NURDAL DURMUŞ, BAŞKALARININ HINÇLARI
Aklınız durgundur.
Oturup “hayat güzeldir” diye yazmak gelir içinizden.
Gerçekleşmesini diledikleriniz için “Allah büyüktür.”
Belki “geçecek, her şey geçecek” diye yazmak,
Şiir yazmak,
Bir arkadaşınıza mektup yazmak belki de…
…
Belki radyo dinlemek geliyordur içinizden,
Belki sevdiğiniz bir şarkıya eşlik etmek,
Islık çalmak belki…
Ya da şiir okumak, deniz taşlamak, çizgi film izlemek, resim yapmak türünden şeyler.
…
Sosyoloji okumak istersiniz belki;
Edebiyat, psikoloji, felsefe, sanat tarihi…
Sevdiğiniz bir yazarın kitabını…
Gazeteden bir köşe yazısı…
…
Alıp başınızı gitmek istersiniz belki;
Uzaklara, bir arkadaşınızın yanına,
Annenize,
Bilmediğiniz bir şehre…
Okula, camiye, kırlara, ilk gençliğinize, çocukluğunuza
…
Hep yaşamak istersiniz ama
Hiç ölmek istemezsiniz.
Kimse ölsün istemezsiniz.
Her şey geçsin, kötü günler geçsin istersiniz.
…
Gazeteler “bugün hiç kötü haber yok!” diye manşet atsın istersiniz.

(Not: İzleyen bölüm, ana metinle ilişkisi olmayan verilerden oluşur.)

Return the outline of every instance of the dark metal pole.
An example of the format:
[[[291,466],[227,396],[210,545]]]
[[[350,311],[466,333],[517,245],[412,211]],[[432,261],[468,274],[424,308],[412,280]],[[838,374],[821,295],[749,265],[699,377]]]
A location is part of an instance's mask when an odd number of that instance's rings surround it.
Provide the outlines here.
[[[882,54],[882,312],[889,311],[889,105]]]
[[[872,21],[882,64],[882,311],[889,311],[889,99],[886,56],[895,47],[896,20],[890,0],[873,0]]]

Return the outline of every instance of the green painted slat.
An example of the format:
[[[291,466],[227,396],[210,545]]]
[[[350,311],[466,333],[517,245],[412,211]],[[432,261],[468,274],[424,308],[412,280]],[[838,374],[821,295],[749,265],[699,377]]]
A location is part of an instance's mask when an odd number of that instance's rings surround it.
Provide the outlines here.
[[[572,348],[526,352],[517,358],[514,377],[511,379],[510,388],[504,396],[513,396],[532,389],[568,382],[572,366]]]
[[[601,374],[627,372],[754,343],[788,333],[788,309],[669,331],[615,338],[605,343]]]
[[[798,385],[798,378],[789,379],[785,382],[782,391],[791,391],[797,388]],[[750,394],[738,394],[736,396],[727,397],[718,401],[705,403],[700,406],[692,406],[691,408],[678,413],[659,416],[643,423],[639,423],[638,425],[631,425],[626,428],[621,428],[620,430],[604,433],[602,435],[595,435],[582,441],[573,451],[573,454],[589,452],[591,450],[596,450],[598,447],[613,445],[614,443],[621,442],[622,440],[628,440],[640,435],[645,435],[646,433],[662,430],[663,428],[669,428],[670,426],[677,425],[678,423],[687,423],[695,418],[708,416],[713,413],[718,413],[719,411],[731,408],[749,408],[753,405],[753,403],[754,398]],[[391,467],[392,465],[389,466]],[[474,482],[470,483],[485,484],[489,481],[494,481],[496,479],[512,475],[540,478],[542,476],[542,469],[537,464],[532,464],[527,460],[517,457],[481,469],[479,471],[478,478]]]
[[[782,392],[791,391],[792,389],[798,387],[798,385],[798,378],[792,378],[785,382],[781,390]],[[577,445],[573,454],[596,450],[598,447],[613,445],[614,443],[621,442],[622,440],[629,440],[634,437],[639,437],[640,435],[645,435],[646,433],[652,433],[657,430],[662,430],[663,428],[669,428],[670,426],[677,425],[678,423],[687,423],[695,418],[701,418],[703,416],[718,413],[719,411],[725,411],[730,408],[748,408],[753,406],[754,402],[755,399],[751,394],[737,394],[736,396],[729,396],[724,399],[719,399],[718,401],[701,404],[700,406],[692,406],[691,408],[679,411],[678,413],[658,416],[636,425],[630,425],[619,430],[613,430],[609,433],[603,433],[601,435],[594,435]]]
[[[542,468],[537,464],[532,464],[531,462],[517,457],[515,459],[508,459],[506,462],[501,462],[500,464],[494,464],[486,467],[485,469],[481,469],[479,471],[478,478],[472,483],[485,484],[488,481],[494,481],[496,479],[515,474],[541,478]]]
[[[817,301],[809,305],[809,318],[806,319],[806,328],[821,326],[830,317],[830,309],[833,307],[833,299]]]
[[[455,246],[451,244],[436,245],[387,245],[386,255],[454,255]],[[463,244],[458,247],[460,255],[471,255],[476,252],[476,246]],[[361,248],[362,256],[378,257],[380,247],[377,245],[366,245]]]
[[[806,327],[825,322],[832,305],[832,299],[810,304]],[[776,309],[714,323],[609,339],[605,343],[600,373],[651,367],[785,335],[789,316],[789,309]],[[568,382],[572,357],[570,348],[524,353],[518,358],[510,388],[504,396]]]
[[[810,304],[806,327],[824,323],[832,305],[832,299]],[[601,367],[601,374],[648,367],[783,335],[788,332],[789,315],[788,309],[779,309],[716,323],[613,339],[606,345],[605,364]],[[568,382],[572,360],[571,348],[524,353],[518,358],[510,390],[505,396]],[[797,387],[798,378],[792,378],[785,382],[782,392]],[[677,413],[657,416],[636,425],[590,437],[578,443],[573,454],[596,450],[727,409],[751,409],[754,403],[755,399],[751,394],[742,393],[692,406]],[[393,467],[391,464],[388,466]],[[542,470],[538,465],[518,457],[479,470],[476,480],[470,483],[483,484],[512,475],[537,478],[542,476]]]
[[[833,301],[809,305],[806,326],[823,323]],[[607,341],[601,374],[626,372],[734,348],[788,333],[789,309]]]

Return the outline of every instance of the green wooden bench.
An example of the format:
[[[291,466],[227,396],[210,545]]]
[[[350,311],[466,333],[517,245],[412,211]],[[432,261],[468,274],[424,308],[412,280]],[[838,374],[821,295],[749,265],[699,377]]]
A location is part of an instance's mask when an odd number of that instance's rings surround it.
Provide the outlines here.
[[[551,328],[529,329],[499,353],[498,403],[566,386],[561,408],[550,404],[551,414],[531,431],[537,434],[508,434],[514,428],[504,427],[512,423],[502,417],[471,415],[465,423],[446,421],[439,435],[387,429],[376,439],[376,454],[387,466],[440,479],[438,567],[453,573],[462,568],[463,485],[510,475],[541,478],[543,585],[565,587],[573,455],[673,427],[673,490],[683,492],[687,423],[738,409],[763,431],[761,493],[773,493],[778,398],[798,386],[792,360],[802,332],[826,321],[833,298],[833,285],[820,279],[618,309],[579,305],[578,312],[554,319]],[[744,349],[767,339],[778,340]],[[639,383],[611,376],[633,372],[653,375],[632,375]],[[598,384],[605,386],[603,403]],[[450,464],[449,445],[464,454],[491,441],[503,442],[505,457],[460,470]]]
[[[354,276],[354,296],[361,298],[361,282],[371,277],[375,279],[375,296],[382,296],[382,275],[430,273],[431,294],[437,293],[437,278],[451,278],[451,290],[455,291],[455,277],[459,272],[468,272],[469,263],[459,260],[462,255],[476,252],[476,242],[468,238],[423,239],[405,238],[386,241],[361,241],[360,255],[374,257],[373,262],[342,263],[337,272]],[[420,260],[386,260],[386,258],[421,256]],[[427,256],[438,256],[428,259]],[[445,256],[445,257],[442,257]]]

Haber bültenleri “bugün hep güzel haberler vereceğiz” diye söze başlasın.
Hayat, her gün bayram olsun istersiniz.
Ama olmaz işte!
“Ölüm, savaş, saldırı, işgal, ekonomik çıkar, müdahale, ırkçılık, yokluk, esaret” kelimeleri önce kaleminizi kirletir.
Sonra mevsimlerinizi, şiirinizi, aklınızı, hayallerinizi, bildiklerinizi, umutlarınızı, yaşama isteğinizi kullanılamaz hale getirir.
…
Bir haber duyar telefona sarılır ve sevdiklerinizi ararsınız.

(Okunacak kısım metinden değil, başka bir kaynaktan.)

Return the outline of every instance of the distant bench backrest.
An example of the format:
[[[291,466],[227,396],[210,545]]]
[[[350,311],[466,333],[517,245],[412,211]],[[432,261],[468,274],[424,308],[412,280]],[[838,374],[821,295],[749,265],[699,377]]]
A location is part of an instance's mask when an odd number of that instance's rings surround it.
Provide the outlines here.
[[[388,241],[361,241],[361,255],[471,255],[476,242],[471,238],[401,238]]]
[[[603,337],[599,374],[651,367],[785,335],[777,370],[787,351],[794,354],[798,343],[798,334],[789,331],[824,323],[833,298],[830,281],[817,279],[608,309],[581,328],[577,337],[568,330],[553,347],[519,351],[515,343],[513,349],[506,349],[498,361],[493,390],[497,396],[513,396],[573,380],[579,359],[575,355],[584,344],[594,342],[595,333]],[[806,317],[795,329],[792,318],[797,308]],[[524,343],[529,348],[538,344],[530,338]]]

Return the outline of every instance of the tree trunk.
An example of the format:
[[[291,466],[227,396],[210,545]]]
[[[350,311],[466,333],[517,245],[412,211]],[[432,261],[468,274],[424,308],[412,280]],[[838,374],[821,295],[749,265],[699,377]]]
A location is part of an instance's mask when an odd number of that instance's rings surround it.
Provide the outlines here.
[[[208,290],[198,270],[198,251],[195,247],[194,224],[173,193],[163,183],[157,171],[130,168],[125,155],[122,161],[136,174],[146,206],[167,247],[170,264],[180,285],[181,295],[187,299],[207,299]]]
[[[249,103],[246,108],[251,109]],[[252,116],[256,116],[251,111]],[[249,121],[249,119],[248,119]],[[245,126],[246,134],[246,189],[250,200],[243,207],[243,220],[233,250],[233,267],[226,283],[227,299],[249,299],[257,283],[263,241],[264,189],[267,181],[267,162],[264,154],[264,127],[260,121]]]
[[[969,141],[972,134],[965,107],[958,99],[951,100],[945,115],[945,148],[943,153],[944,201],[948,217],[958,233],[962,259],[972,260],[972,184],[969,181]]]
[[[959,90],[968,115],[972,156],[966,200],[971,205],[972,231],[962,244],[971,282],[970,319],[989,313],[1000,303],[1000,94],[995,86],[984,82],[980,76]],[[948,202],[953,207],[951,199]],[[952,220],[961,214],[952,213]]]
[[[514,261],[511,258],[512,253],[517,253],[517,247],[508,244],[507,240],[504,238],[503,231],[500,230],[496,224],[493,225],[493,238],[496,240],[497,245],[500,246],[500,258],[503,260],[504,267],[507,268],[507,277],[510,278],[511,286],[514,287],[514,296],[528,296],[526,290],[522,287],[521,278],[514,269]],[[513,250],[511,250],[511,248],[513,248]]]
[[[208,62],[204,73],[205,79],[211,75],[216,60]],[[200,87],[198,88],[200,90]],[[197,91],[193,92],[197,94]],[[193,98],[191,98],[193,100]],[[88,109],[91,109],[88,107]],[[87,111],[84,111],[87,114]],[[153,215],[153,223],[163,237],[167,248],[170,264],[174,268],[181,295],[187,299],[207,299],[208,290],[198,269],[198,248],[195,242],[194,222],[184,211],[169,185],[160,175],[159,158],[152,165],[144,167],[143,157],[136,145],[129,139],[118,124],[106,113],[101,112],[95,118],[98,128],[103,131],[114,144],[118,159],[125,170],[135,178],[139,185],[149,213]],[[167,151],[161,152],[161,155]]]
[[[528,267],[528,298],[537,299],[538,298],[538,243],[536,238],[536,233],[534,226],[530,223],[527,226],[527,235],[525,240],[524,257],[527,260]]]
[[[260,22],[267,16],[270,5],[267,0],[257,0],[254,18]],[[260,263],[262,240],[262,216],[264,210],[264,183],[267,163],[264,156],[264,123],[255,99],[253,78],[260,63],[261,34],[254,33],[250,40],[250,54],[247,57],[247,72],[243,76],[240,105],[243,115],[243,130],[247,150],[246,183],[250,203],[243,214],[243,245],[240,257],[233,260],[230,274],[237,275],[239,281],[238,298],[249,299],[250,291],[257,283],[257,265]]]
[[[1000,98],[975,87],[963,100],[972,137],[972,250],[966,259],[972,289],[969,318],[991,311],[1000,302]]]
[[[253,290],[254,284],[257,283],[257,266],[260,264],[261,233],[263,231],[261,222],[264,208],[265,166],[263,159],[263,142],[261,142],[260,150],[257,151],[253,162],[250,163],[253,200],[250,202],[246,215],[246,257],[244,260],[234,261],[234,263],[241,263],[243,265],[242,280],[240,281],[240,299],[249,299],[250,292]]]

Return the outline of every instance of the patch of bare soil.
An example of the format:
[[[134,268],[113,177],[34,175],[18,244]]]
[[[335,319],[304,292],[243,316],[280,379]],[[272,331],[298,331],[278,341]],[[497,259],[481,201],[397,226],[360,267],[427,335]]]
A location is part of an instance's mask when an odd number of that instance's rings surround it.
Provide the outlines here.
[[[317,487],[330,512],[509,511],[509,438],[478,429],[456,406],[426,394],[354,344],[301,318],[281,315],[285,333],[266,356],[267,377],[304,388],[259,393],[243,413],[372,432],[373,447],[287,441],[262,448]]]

“Çok şükür iyisin!” dersiniz.
Ya iyi olmayanlar, ya tanımadığınız ölümler…
İşte onlar var ya, o ölümler,
Önce duru aklınızı vururlar.
Yaşama kaynağınız olan her şeyi…
Sonra şiirinizi, şarkılarınızı ve dualarınızı unuttururlar.